Prosessing WORD template document with tags

Example: Merging WORD Template Document with Tags

A common requirement in many systems is the ability to create documents from a template and merge them with content from a database. While several plugins are available for this purpose, this example demonstrates how to achieve it using the ACF plugin.

Microsoft Word supports various document formats, including DOCX, DOC, RTF, and more. The DOCX format is essentially a ZIP archive, while the DOC and RTF formats represent single-file documents.

The easiest way to perform merge operations would, of course, involve plain text documents, as they do not contain any formatting information. However, this approach would not provide the flexibility to format the document as desired. You could consider using the Markdown format and then converting it to an HTML file, but this method does not support document styles such as headers, footers, and other requirements for paper documents or PDFs. The DOCX format can be challenging to process, as it involves a zipped document structure. The DOC format is a binary format and not easily handled for merging purposes. On the other hand, the RTF format is a text-based format but contains numerous formatting directives. This is the format we have chosen for our approach to merging documents.

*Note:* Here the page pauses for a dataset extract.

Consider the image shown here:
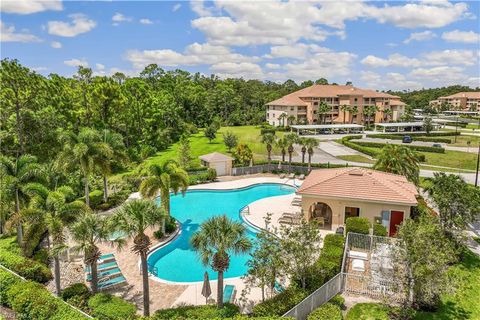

In this solution, we use the RTF format for the template and then save the result with a .doc extension. This prompts Word to open it in compatibility mode, which is perfectly acceptable. You can later save it as DOCX if that's the desired format.

Let's take a closer look at the RTF format. If you save a Word document as RTF and open it in a plain text editor, you'll notice numerous directives starting with a backslash. These are directives that define various parameters for the document.

Suppose we opt to use double angle brackets on each side of our merging tag, like this:

<<Name>>

Our task is to open the RTF template, locate all the tags, and replace them with actual database content. While this may seem straightforward, issues can arise when users apply formatting within the tags. For instance, a tag like <<Address>> may become distorted if a user applies the "Bold" style to only the Address word of the tag, resulting in something like this:

<<}{\rtlch\fcs1 \ab\af31507 \ltrch\fcs0 \b\insrsid5650507\charrsid15009246 Address}{\rtlch\fcs1 \af31507 \ltrch\fcs0 \insrsid5650507 >>

How can we address this challenge?

Answer: We can use regular expressions. Specifically, we'll employ a carefully crafted regular expression with the ACF function regex_extract. This function allows us to extract tags from the document in a way that facilitates safe replacements, even when the tags contain formatting codes.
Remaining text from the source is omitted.